New Jersey is West of What Exactly?
21.00The great conference realignment that college athletics has been undergoing over the last five or six years, triggered first by the ACC raid on the Big East and most recently by the Big Ten's decision to expand to twelve, has led to some interesting geographic permutations. A legacy of earlier conference shuffling left the WAC stretching from Hawai'i to that decidedly western state of Louisiana, home of Louisiana Tech. Similarly, the Sun Belt includes those noted warm weather locales of Denver and Bowling Green, Kentucky (OK, Kentucky is a southern state but Denver?).
However, some of the latest conference memberships really stretch the idea of geography to its limits. With TCU's move from the Mountain West (you've seen the mountains in Ft. Worth right) to the Big East, we're now supposed to believe that Texas is in the east. However, no school more represents the absurdity of certain conference memberships, and how far removed we are from the days when conferences represented regional associations, than the relatively new Division I Great West Conference.
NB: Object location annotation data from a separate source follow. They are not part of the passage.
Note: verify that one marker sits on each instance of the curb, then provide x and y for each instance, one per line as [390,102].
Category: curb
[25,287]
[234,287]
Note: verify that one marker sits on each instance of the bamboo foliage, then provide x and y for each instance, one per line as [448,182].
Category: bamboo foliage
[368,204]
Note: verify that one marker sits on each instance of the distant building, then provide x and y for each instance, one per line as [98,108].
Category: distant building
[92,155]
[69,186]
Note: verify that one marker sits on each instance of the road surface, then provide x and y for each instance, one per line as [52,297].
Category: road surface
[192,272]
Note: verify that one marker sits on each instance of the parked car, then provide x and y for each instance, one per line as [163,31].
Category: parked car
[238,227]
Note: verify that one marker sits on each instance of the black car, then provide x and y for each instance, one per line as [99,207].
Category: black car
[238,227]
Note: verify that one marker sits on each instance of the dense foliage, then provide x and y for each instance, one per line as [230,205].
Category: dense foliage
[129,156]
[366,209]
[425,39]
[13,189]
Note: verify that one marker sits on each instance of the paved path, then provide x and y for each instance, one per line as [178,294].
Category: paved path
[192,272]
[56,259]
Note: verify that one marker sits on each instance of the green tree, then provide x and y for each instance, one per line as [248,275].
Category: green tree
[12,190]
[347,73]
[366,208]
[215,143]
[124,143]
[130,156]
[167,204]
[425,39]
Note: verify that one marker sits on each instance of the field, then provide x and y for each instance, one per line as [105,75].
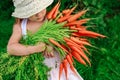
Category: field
[106,20]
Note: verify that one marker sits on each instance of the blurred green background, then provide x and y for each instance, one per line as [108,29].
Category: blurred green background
[106,13]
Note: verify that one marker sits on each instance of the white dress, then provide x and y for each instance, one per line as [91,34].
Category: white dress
[53,63]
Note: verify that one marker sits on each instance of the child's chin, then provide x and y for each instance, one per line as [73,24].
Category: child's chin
[40,20]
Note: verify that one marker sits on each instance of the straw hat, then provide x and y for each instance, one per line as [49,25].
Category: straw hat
[27,8]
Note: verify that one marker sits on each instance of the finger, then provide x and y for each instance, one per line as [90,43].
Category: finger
[52,55]
[47,55]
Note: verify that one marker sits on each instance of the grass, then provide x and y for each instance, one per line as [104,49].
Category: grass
[106,59]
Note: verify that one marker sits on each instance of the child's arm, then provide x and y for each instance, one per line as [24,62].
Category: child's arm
[15,48]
The Great West is basically a collection of schools around the country who recently upgraded their programs to Division I and consists of schools located in California, Texas, Utah, the Dakotas, Chicago and New Jersey. It began life as a football conference and now has ten members, three of whom are football only members. All of the schools have relatively small athletic department budgets which are strained by the travel costs associated with playing in a conference that is not only this spread-out but also includes several cities not regularly served by nonstop airline routes. It's college athletics' version of the high school losers table, and until one of the cool kids takes pity on them, the member schools are stuck with each other, absurd travel costs and all. Such is the price of admission to the pot of gold associated with March Madness.